逆に言えば、そうやって1本のヒット作が稼ぎ出したお金のおかげで、「世間的にはあんまり売れなかったけど、一部のマニアにはものすごく評価されてる隠れた名作」とか「雑誌に載ってると箸休め的に読んで笑うけど、コミックス買おうとまでは思わない四コマギャグ」とかがかろうじて生き残っているとも言える。カリスマ社長が死んだら、そこの社員もその家族も、もしかしてペットの犬までみーんな路頭に迷うみたいな話でもあるわけで。まあそのシステムあかんだろというのもごもっともですが。でも「とりあえず今はそれしか選択肢がない」みたいなのもありましてな……。

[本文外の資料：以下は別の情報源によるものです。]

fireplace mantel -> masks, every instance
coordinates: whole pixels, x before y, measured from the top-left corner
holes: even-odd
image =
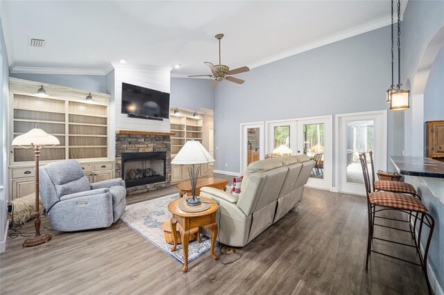
[[[116,130],[116,134],[131,134],[131,135],[166,135],[172,136],[176,134],[174,132],[152,132],[150,131],[131,131],[131,130]]]

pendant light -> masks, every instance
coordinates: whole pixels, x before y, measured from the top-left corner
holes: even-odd
[[[390,103],[391,93],[395,90],[393,82],[393,0],[391,0],[391,85],[386,92],[386,102]]]
[[[85,98],[87,101],[94,101],[94,100],[92,99],[92,96],[91,95],[91,92],[89,92],[89,93],[86,96],[86,98]]]
[[[46,94],[46,91],[44,90],[44,88],[43,88],[43,85],[42,85],[42,87],[37,90],[37,92],[35,92],[35,94],[37,96],[40,96],[40,97],[48,96],[48,94]]]
[[[401,4],[398,0],[398,85],[391,92],[390,98],[391,111],[402,111],[410,107],[410,90],[401,88]]]

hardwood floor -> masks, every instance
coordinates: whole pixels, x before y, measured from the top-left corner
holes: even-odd
[[[132,197],[128,204],[175,192],[178,190],[170,188]],[[363,197],[307,188],[299,212],[288,213],[240,249],[240,260],[224,265],[207,253],[190,263],[185,274],[180,265],[120,220],[105,229],[53,231],[52,240],[33,248],[22,248],[23,238],[8,238],[6,252],[0,256],[0,292],[426,294],[418,267],[373,253],[366,273],[366,214]],[[42,226],[51,227],[46,216]],[[32,231],[33,228],[31,222],[22,231]],[[376,235],[384,236],[379,228],[375,231]],[[411,241],[407,233],[389,231],[384,230],[400,240]],[[374,246],[403,258],[415,256],[414,250],[401,247],[393,248],[379,242]]]

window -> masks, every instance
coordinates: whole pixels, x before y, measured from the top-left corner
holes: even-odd
[[[275,127],[275,147],[284,145],[287,148],[290,147],[290,126],[276,126]]]

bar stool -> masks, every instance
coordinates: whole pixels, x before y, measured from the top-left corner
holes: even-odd
[[[384,190],[386,192],[400,193],[411,195],[413,197],[421,199],[421,197],[416,193],[416,190],[410,184],[406,182],[395,181],[391,180],[377,180],[375,179],[375,166],[373,165],[373,152],[368,152],[370,155],[370,163],[372,167],[372,179],[373,184],[373,190]],[[364,153],[364,159],[366,159],[366,154]]]
[[[427,284],[427,289],[429,294],[432,294],[432,288],[430,287],[430,283],[429,283],[429,278],[427,276],[427,255],[429,253],[429,248],[430,247],[430,241],[432,240],[432,235],[435,226],[435,222],[432,215],[427,212],[427,208],[424,206],[421,201],[417,197],[410,196],[408,195],[393,193],[393,192],[372,192],[372,186],[370,184],[370,177],[368,173],[368,167],[367,166],[367,161],[365,158],[365,154],[359,154],[359,160],[361,161],[361,166],[362,167],[362,173],[364,175],[364,184],[366,186],[366,194],[367,195],[367,209],[368,213],[368,238],[367,240],[367,253],[366,258],[366,271],[368,270],[368,258],[370,253],[376,253],[377,254],[383,255],[384,256],[390,257],[398,260],[409,262],[415,265],[421,267],[425,280]],[[382,216],[377,216],[376,215],[378,212],[386,211],[394,211],[400,212],[403,214],[407,214],[409,217],[415,218],[414,226],[412,227],[409,221],[398,220],[395,218],[389,218]],[[415,215],[413,215],[413,213]],[[418,215],[420,217],[418,217]],[[384,218],[402,222],[409,222],[410,224],[409,230],[405,230],[393,226],[388,226],[383,224],[379,224],[375,223],[375,218]],[[419,219],[419,229],[418,237],[415,233],[415,229],[416,228],[416,220]],[[425,244],[424,254],[421,253],[420,244],[421,244],[421,233],[422,231],[422,226],[425,224],[430,230],[429,231],[428,237],[427,238],[427,243]],[[409,232],[412,235],[414,241],[414,245],[410,244],[405,244],[400,242],[392,241],[386,239],[377,238],[373,236],[373,229],[375,226],[382,226],[384,228],[389,228],[397,231],[401,231],[404,232]],[[372,249],[372,241],[373,240],[379,240],[381,241],[394,243],[396,244],[403,245],[409,247],[413,247],[416,249],[420,263],[417,263],[413,261],[409,261],[404,259],[400,258],[398,257],[393,256],[385,253],[379,252]]]

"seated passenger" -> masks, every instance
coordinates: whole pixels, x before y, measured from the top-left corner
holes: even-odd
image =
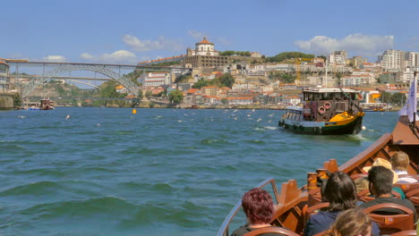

そういうのを全部ひっくるめて「大人の事情」と人は呼ぶのでございます。大人って汚いですかね。でもみんな一生懸命働いているんだよ! お金がなければみんな死んじゃうんだよ! みんな好きな作品のコミックスは買おうな!

「そうは言っても限度ってものがあるでしょう」と言いたくもなる場合もありますが、この「限度」を決めるのは、最終的にはファンではないんですよね……じゃあ誰かというのはケースバイケースですけども。

作家さんの中には自作の世界観をとても大切にして、いっさいのメディアミックスやスピンオフを許さないという方もいます。いろんなものに許可を出すけど、それについてご自身で徹底的にチェックする方もいますし、自分には他の媒体のことはわからないので好きにしてくれと丸投げしちゃう方もあるみたいです。許可を出さない方は、ファンにとっては素晴らしい先生ってことになると思いますが、そこから何も広がっていかないのでもったいないという意見もある。メディアミックスして作品名が売れれば、もしかしたらただ当座のお金だけではなく、作家さん自身の未来への投資になるかもしれないですからね。

○「公式は我々の敵だ」問題

ちょっと話は飛びますが、つい先日、某有名ブラウザゲームで、ゲーム中の素材にトレス問題が発覚し、大炎上しました。私も当該ゲームはプレイしていたので、状況はずっと追いかけていたのですが、その中でちょっと気になったのが、この件について激しく運営や原作側を糾弾している人の中に「公式はファンを騙そうとしている」という視点に凝り固まっている人がいる、ということでした。

ゲームにしろ、アニメや実写ドラマにしろ、商業ベースの作品には、とてもたくさんの人々が関わっています。制作部署や権利関係が細分化されているので、事実関係を調査し統一見解を共有するのにかなり時間がかかる場合もあります。ですがそれをいちいち「こういう事情で」と外部に公開するわけにはいきません。法的な守秘義務というものもあります。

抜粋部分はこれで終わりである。